Show Abstract | Download Original | Original Source | Check in Google Scholar | DOI: 10.11591/ijai.v15.i1.pp831-840

Abstract

Scene text recognition (STR) is the task of detecting and identifying text within images captured from natural scenes, a challenging process due to variations in text appearance, orientation, and background complexity. The proposed methodology, adaptive deformable feature augmentation and refinement network (ADFARN), is designed to address these challenges by combining deformable convolutional networks for robust enhanced feature extraction with a novel deep feature refinement (FRE) that leverages refinement for precise text localization.
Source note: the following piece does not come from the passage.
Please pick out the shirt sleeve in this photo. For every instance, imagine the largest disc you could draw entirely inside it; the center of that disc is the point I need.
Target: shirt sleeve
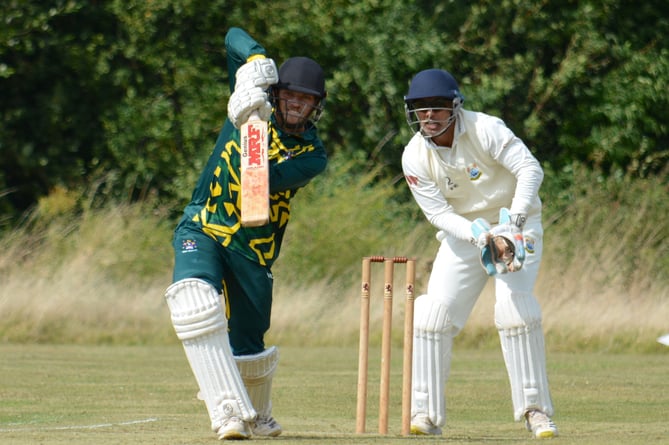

This approach enhances the differentiation between text and background, significantly improving recognition accuracy. The ADFARN methodology includes a comprehensive process of feature extraction, deep feature augmentation module (DFAM), and the generation of score and threshold maps through differentiable binarization. The adaptive nature of the model allows it to handle low resolution and partially occluded text effectively, further increasing its robustness. Additionally, the proposed method aligns visual and textual features seamlessly. Extensive performance evaluation on the common objects in context (COCO)-Text dataset demonstrates that ADFARN outperforms existing state-of-the-art methods in terms of precision, recall, and F1-scores, establishing it as a highly effective solution for STR in real world applications.